One reason why Air Lease Corporation could elect to redeem the preferred stock, apart from the high yield that is significantly higher than the cost of debt, is to improve the return on common equity. At a rate of 8.63%, the Series A dividend would be around $5.4 million per quarter and $21.575 million per year. Eliminating that portion of the preferred dividend would increase the return on equity over the trailing twelve months from 10.8% to 11.1%. With $454.1 million in cash and cash equivalents, I do wonder whether there is an imminent desire for Air Lease Corporation to redeem the preferred stock. Indeed, the company could borrow $250 million at a rate that is lower than what it pays in dividend to keep the $250 million, so that could be a reason to redeem the preferred stock. However, since the twelve month-trailing return on common equity is still higher than the dividend yield, I could also see why there would be no urgency in redeeming the preferred stock.

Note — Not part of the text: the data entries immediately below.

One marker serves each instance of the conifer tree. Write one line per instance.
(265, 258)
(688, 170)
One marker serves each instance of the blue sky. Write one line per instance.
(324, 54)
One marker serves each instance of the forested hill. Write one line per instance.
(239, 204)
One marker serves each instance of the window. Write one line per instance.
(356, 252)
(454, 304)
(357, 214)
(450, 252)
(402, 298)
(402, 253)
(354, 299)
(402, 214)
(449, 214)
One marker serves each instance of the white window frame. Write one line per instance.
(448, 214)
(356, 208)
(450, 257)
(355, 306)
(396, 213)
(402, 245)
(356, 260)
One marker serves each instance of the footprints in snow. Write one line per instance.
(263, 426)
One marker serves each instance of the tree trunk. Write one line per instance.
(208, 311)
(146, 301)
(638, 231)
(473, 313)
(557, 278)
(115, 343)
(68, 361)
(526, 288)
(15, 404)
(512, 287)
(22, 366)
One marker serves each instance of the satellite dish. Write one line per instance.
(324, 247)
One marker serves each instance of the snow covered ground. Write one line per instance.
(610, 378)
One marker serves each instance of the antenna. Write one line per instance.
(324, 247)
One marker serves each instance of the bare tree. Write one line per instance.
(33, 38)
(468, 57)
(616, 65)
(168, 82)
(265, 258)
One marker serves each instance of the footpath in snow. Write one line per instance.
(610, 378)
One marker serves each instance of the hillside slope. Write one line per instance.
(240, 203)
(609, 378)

Conclusion: Air Lease Corporation Preferred Series A Stock Is Interesting With A Few Risks
Due to the higher interest rate environment, the set-up of the preferred stock Series A offers a juicy dividend yield. However, at the same time, we see that the yield is in excess of the 5.2 to 5.3 percent notes recently issued and in some way exchanging the preferred stock for debt would increase interest expense but reduce dividend payments in a net favorable manner. So, redeeming the preferred stock makes a lot of sense. However, from the perspective of common equity returns, there is no imminent need to redeem the preferred stock. If the stock would trade at par value of $25, it would almost be a no-brainer to but there is a $0.61 spread between the preferred and par value and I would say that while there is no indication that Air Lease Corporation will redeem the preferred stock, the safer moment to buy in this high-yielding dividend name would be after the ex-dividend date which limits and potential losses on the invested amount in case a redemption does happen. Therefore, I am rating the preferred stock a buy with an attractive yield but recommend buying after the stock trades ex-dividend.